Max Beckmann - Kleine Stilleben

1912 fechten Franz Marc und Max Beckmann eine theoretische Kontroverse in der Zeitschrift PAN aus. Sie schärft den Blick für die fundamental unterschiedliche künstlerische Praxis der beiden Maler: Franz Marc komponiert seine Werke sorgfältig und lässt die lineare Grundstruktur, die er mit Farbe "füllt", sichtbar in den Vordergrund treten.

Max Beckmann pflegt demgegenüber einen malerischen Stil mit Sinn "für den pfirsichfarbenen Schimmer einer Haut, für den Glanz eines Nagels, für das künstlerisch Sinnliche, … das nicht nur in der Fläche, sondern auch in der Tiefe liegt." Dieser charakteristischen sinnlichen Präsenz der Malerei Beckmanns soll die Ausstellung seiner kleinformatigen Stillleben im Franz Marc Museum gewidmet sein, die, im Gegensatz zu den größeren "allegorischen" Stillleben wie Seitenblicke in die private Welt des Malers erscheinen und wie eine stumme Zeugenschaft der vergänglichen, individuellen Existenz Beckmanns wirken.

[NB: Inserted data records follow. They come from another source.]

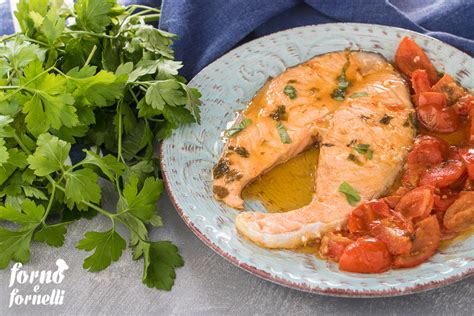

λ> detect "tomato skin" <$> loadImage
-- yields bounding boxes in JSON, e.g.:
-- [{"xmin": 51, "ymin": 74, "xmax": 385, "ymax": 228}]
[
  {"xmin": 395, "ymin": 185, "xmax": 435, "ymax": 220},
  {"xmin": 395, "ymin": 37, "xmax": 438, "ymax": 84},
  {"xmin": 408, "ymin": 136, "xmax": 449, "ymax": 166},
  {"xmin": 458, "ymin": 147, "xmax": 474, "ymax": 180},
  {"xmin": 420, "ymin": 160, "xmax": 466, "ymax": 188},
  {"xmin": 393, "ymin": 215, "xmax": 441, "ymax": 268},
  {"xmin": 443, "ymin": 191, "xmax": 474, "ymax": 232},
  {"xmin": 453, "ymin": 94, "xmax": 474, "ymax": 116},
  {"xmin": 431, "ymin": 74, "xmax": 466, "ymax": 105},
  {"xmin": 339, "ymin": 237, "xmax": 392, "ymax": 273},
  {"xmin": 416, "ymin": 100, "xmax": 461, "ymax": 134},
  {"xmin": 319, "ymin": 232, "xmax": 354, "ymax": 261},
  {"xmin": 411, "ymin": 69, "xmax": 431, "ymax": 93},
  {"xmin": 347, "ymin": 200, "xmax": 390, "ymax": 234}
]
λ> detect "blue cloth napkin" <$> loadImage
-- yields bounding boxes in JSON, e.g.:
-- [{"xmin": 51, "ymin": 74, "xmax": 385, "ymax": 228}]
[
  {"xmin": 160, "ymin": 0, "xmax": 474, "ymax": 78},
  {"xmin": 0, "ymin": 0, "xmax": 474, "ymax": 78}
]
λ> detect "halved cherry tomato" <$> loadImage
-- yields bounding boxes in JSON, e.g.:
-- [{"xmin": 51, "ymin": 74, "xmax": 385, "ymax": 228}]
[
  {"xmin": 443, "ymin": 191, "xmax": 474, "ymax": 231},
  {"xmin": 370, "ymin": 213, "xmax": 413, "ymax": 255},
  {"xmin": 453, "ymin": 94, "xmax": 474, "ymax": 116},
  {"xmin": 431, "ymin": 74, "xmax": 466, "ymax": 105},
  {"xmin": 347, "ymin": 200, "xmax": 390, "ymax": 234},
  {"xmin": 408, "ymin": 136, "xmax": 449, "ymax": 166},
  {"xmin": 416, "ymin": 103, "xmax": 461, "ymax": 133},
  {"xmin": 413, "ymin": 91, "xmax": 446, "ymax": 108},
  {"xmin": 395, "ymin": 185, "xmax": 435, "ymax": 219},
  {"xmin": 420, "ymin": 160, "xmax": 466, "ymax": 188},
  {"xmin": 433, "ymin": 193, "xmax": 458, "ymax": 212},
  {"xmin": 411, "ymin": 69, "xmax": 431, "ymax": 93},
  {"xmin": 458, "ymin": 147, "xmax": 474, "ymax": 180},
  {"xmin": 394, "ymin": 215, "xmax": 441, "ymax": 268},
  {"xmin": 339, "ymin": 238, "xmax": 392, "ymax": 273},
  {"xmin": 395, "ymin": 37, "xmax": 438, "ymax": 84},
  {"xmin": 319, "ymin": 232, "xmax": 354, "ymax": 261}
]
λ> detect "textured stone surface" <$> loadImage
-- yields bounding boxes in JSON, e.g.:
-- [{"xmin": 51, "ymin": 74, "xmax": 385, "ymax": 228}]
[{"xmin": 0, "ymin": 193, "xmax": 474, "ymax": 315}]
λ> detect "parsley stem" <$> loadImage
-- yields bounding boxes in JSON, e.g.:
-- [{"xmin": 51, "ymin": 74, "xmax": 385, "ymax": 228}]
[
  {"xmin": 41, "ymin": 183, "xmax": 56, "ymax": 225},
  {"xmin": 83, "ymin": 45, "xmax": 97, "ymax": 67}
]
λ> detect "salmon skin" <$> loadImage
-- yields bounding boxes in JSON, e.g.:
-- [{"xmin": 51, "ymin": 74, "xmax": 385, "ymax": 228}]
[{"xmin": 213, "ymin": 51, "xmax": 415, "ymax": 248}]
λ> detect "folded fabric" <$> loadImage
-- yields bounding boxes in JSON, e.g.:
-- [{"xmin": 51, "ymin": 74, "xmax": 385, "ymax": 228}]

Franz Marc und Max Beckmann dürfen als Vertreter einer Moderne gelten, die wir zwar als "klassisch" bezeichnen, deren Hauptcharakterzug jedoch in ihrem Bruch mit der akademischen Tradition der europäischen Malerei seit der Renaissance gesehen wird. Das Aufgeben der Zentralperspektive bei der Konstruktion des Bildraums, das Verwerfen einer illusionistischen Wiedergabe der Realität, der Verzicht auf die Idealisierung des Menschen gehören ebenso zu diesem radikalen Neubeginn wie ein völlig neuer Umgang mit den malerischen und zeichnerischen Mitteln.

Die Gesetze der Wahrnehmung werden neu definiert und das Schönheitsempfinden wandelt sich ebenso wie die Gewichtung moralischer Kategorien. Vor dem Hintergrund dieser "tabula rasa" erscheinen die Vertreter der Avantgarde zu Beginn des 20. Jahrhunderts in einem kompromisslosen Innovationsstreben verbunden. In der Nahsicht kristallisieren sich jedoch individuelle künstlerische Positionen heraus, die vor diesem gemeinsamen Anspruch in offenem Gegensatz zueinander stehen. So begegnen Franz Marc und Max Beckmann sich 1912 in einer theoretischen Kontroverse, in der die beiden Künstler das "Neue" der zeitgenössischen Malerei jeweils sehr unterschiedlich definieren.

Das Franz Marc Museum in Kochel zeigt nun die erste Ausstellung von Max Beckmann, die sich nur seinen Stillleben widmet. Es konnten 27 Leihgaben, davon die Hälfte selten zu sehende Werke aus Privatsammlungen, gewonnen werden. Zur Ausstellung erscheint ein aufwendiger Katalog, Hrsg. Cathrin Klingsoehr-Leroy und Nina Peter, mit Texten von Cathrin Klingsoehr-Leroy, Konrad Renger, Carla Schulz-Hoffmann und Nina Peter. 112 S., alle Exponate sind ganzseitig und farbig abgebildet.